Handlungsspielräume und Sorgfaltspflichten von Arbeitgebern
Arbeitgeber sind nicht wehrlos, wenn ernsthafte Zweifel an einer AU bestehen. Sie dürfen und müssen in solchen Fällen substantiiert vortragen, warum der Beweiswert erschüttert ist.
Der vorliegende Fall zeigt aber, wie hoch die Schwelle liegt: Ordnung am Arbeitsplatz, Schlüsselabgabe oder ein passender Endtermin reichen nicht. Erforderlich sind konkrete, belastbare Umstände, die die ärztliche Feststellung in Frage stellen. Im Übrigen bleibt die Pflicht, bei vorliegender wirksamer AU zu zahlen – solange der Gegenbeweis nicht gelingt.

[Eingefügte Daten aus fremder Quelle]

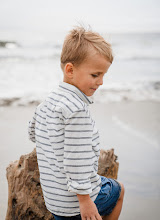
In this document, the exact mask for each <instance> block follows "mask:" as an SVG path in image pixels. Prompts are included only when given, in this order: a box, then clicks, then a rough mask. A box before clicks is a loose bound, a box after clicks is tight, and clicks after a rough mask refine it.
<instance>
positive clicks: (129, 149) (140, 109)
mask: <svg viewBox="0 0 160 220" xmlns="http://www.w3.org/2000/svg"><path fill="white" fill-rule="evenodd" d="M34 109H35V106H27V107H23V106H21V107H17V106H10V107H0V133H1V135H0V136H1V146H0V176H1V179H0V219H5V215H6V210H7V200H8V198H7V197H8V185H7V180H6V176H5V175H6V167H7V166H8V164H9V163H10V162H11V161H15V160H17V159H19V157H20V156H21V155H22V154H26V153H29V152H31V151H32V149H33V148H34V147H35V145H34V143H32V142H30V141H29V140H28V135H27V126H28V121H29V120H30V119H31V117H32V115H33V112H34ZM90 109H91V112H92V116H93V118H94V119H95V121H96V125H97V127H98V129H99V132H100V137H101V148H105V149H110V148H114V149H115V154H116V155H118V161H119V163H120V167H119V173H118V180H119V181H121V182H123V183H124V185H125V190H126V192H125V200H124V206H123V210H122V214H121V217H120V220H122V219H123V220H128V219H129V220H135V219H137V220H150V219H154V220H159V219H160V209H159V204H160V170H159V167H160V160H159V158H160V114H159V112H160V103H156V102H124V103H122V102H121V103H109V104H93V105H91V106H90Z"/></svg>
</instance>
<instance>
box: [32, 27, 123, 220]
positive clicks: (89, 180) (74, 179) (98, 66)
mask: <svg viewBox="0 0 160 220" xmlns="http://www.w3.org/2000/svg"><path fill="white" fill-rule="evenodd" d="M112 61H113V56H112V50H111V45H110V44H109V43H107V42H106V41H105V40H104V39H103V38H102V37H101V36H100V35H99V34H98V33H94V32H92V31H91V30H88V31H87V30H85V29H84V28H82V27H77V28H75V29H73V30H72V31H70V33H69V34H68V35H67V37H66V39H65V41H64V45H63V49H62V53H61V68H62V71H63V74H64V78H63V82H61V83H60V85H59V86H58V87H57V88H56V89H54V90H53V91H52V92H51V93H50V94H49V95H48V97H47V98H46V99H45V101H44V102H42V103H41V104H40V105H39V106H38V107H37V108H36V110H35V114H34V117H33V119H32V121H30V122H29V138H30V140H32V141H33V142H35V143H36V151H37V159H38V166H39V172H40V183H41V187H42V191H43V196H44V200H45V204H46V207H47V209H48V210H49V211H50V212H51V213H52V214H53V215H54V218H55V219H56V220H63V219H81V218H82V219H85V220H86V219H87V220H88V219H92V220H95V219H98V220H99V219H102V216H103V218H104V219H112V220H116V219H118V217H119V215H120V211H121V208H122V202H123V195H124V187H123V185H122V184H121V183H119V182H117V181H115V180H113V179H107V178H105V177H101V176H99V175H98V174H97V170H98V158H99V154H100V143H99V134H98V130H97V128H96V126H95V122H94V120H93V119H92V117H91V115H90V112H89V109H88V105H89V104H91V103H93V102H92V100H91V98H90V96H92V95H93V94H94V93H95V91H96V90H97V89H98V88H99V86H100V85H102V84H103V77H104V75H105V74H106V72H107V71H108V69H109V67H110V65H111V63H112Z"/></svg>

Einordnung des Urteils: Stärkung der Rechtssicherheit
Die Entscheidung des Landesarbeitsgerichts Mecklenburg-Vorpommern stärkt die Rechtssicherheit. Sie erinnert daran, dass das System der Entgeltfortzahlung auf einem austarierten Vertrauen in ärztliche Bescheinigungen beruht.
Dieses Vertrauen ist nicht blind, aber es lässt sich nur mit substanziellen Einwänden erschüttern. Für Beschäftigte bedeutet das Schutz vor vorschnellen Zahlungsverweigerungen; für Arbeitgeber die klare Aufforderung, Zweifel sauber zu begründen, statt auf Bauchgefühl zu setzen.

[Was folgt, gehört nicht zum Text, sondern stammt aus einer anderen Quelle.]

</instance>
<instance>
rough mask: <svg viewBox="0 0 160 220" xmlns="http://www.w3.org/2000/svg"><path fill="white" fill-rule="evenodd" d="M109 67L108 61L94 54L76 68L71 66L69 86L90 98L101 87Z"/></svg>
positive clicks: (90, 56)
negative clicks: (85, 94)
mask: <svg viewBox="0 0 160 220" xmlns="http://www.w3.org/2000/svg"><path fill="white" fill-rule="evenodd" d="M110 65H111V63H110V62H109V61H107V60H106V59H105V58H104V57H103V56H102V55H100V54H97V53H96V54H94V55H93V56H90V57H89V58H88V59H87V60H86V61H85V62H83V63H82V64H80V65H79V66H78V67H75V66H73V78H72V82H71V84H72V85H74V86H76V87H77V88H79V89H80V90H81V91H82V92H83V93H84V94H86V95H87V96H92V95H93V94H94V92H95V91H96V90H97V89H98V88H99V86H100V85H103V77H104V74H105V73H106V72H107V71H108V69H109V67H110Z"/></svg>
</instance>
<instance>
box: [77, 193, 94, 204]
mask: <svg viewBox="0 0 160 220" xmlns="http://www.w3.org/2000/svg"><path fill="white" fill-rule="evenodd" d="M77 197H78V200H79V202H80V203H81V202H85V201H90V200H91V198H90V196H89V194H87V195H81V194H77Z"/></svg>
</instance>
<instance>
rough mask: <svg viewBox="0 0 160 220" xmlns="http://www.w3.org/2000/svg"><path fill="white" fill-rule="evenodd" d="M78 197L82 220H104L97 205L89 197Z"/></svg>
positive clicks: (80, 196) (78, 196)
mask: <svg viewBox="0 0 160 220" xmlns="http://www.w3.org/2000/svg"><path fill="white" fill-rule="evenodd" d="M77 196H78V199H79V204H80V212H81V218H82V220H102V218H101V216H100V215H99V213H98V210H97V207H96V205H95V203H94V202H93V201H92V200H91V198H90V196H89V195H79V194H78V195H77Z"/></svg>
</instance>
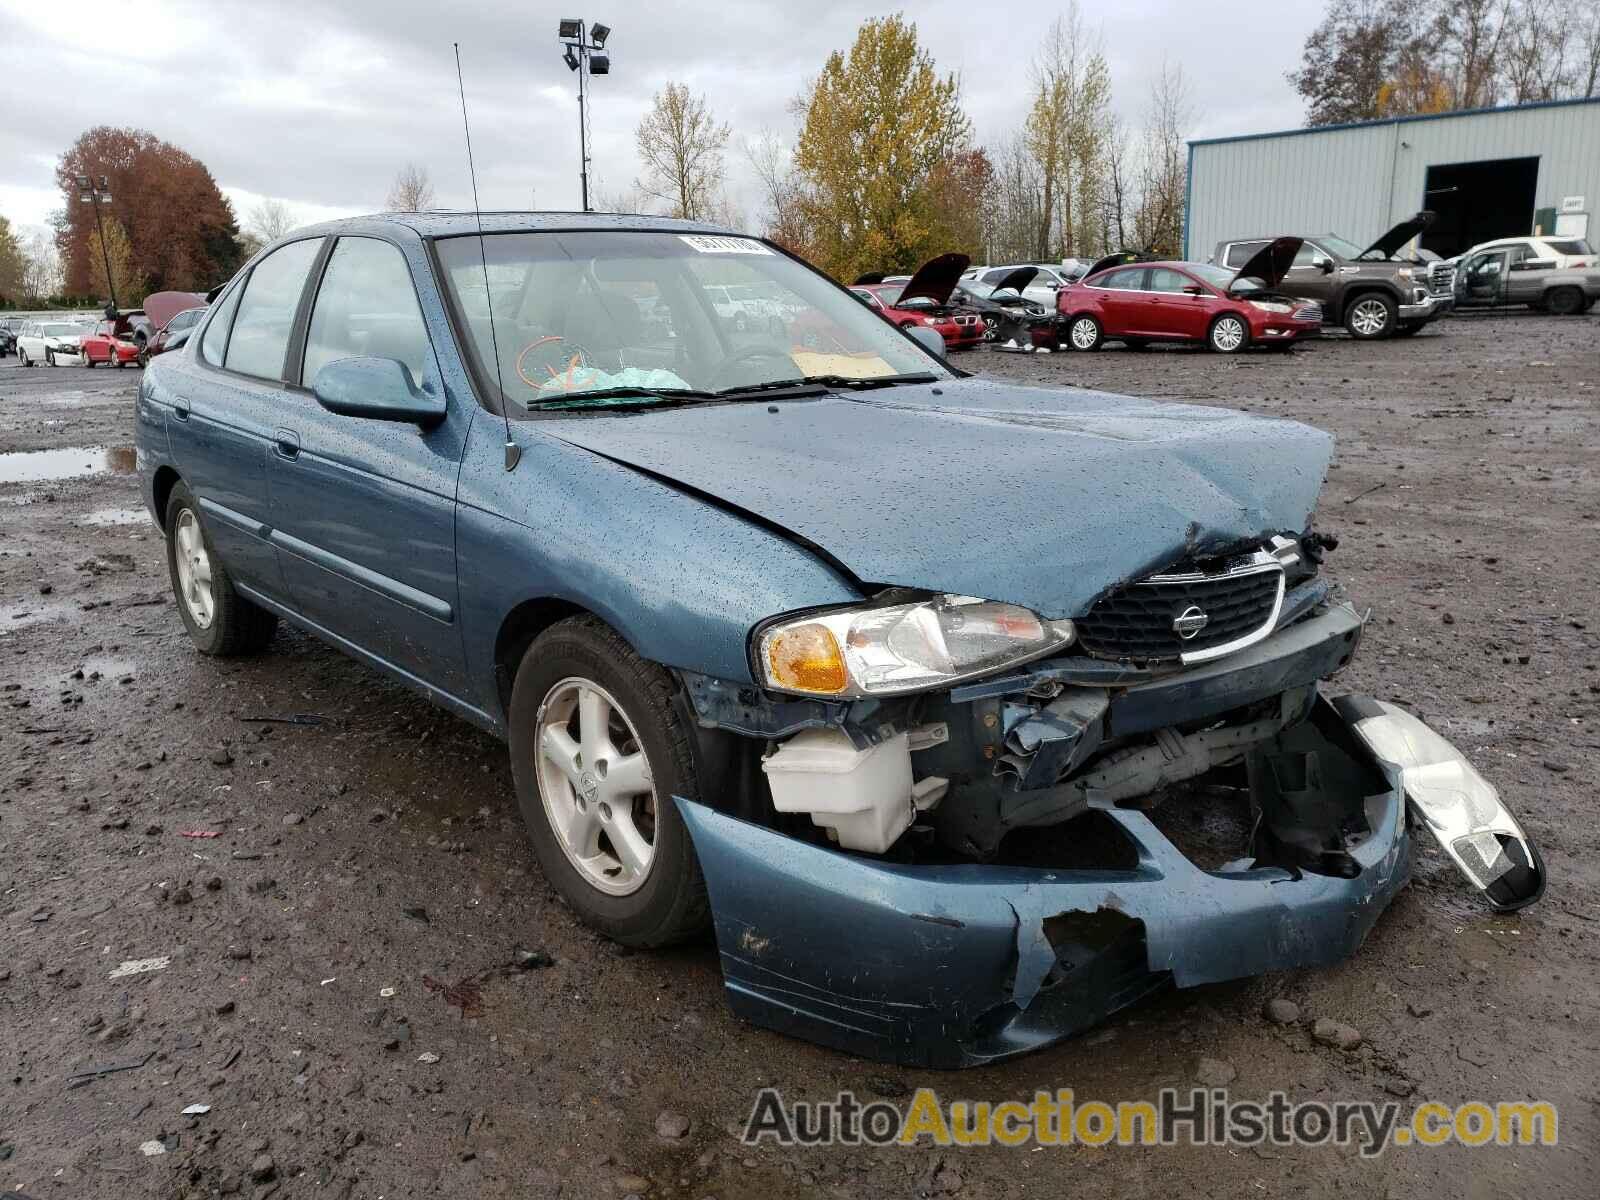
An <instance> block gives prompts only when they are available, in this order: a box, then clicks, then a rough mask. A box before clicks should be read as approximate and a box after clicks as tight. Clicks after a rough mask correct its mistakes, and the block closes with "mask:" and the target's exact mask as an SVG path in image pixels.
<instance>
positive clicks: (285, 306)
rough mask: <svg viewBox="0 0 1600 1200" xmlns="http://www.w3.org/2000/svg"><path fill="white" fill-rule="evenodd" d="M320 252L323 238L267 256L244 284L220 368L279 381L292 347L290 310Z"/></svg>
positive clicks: (302, 243) (297, 304) (258, 376)
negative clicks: (232, 328)
mask: <svg viewBox="0 0 1600 1200" xmlns="http://www.w3.org/2000/svg"><path fill="white" fill-rule="evenodd" d="M320 250H322V238H318V237H312V238H306V240H304V242H290V243H288V245H286V246H280V248H278V250H274V251H272V253H270V254H267V256H266V258H264V259H261V262H258V264H256V267H254V270H251V272H250V278H248V280H245V294H243V299H242V301H240V302H238V312H237V315H235V317H234V334H232V336H230V338H229V339H227V358H226V360H224V363H222V365H224V366H227V370H230V371H238V373H240V374H254V376H258V378H261V379H282V378H283V355H285V354H286V352H288V347H290V330H293V326H294V309H296V307H298V306H299V298H301V291H302V290H304V288H306V277H307V275H309V274H310V264H312V262H315V259H317V251H320Z"/></svg>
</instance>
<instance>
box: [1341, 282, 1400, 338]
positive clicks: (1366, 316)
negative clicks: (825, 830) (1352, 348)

Fazit: Klarheit in der Grauzone der Kündigungsfrist
Der Fall des Assistenzarztes zeigt die Linie der Arbeitsgerichte: Die ordnungsgemäße AU hat Vorrang vor bloßen Verdachtsmomenten. Krank sein in der Kündigungsfrist ist erlaubt und rechtlich abgesichert. „Krank machen“ bleibt dagegen eine riskante und unzulässige Abkürzung mit strafrechtlicher Dimension. Wer sich an diese Trennlinie hält, vermeidet Konflikte, schützt sich vor gravierenden Folgen und wahrt die Fairness, auf der das arbeitsrechtliche Gefüge der Entgeltfortzahlung beruht.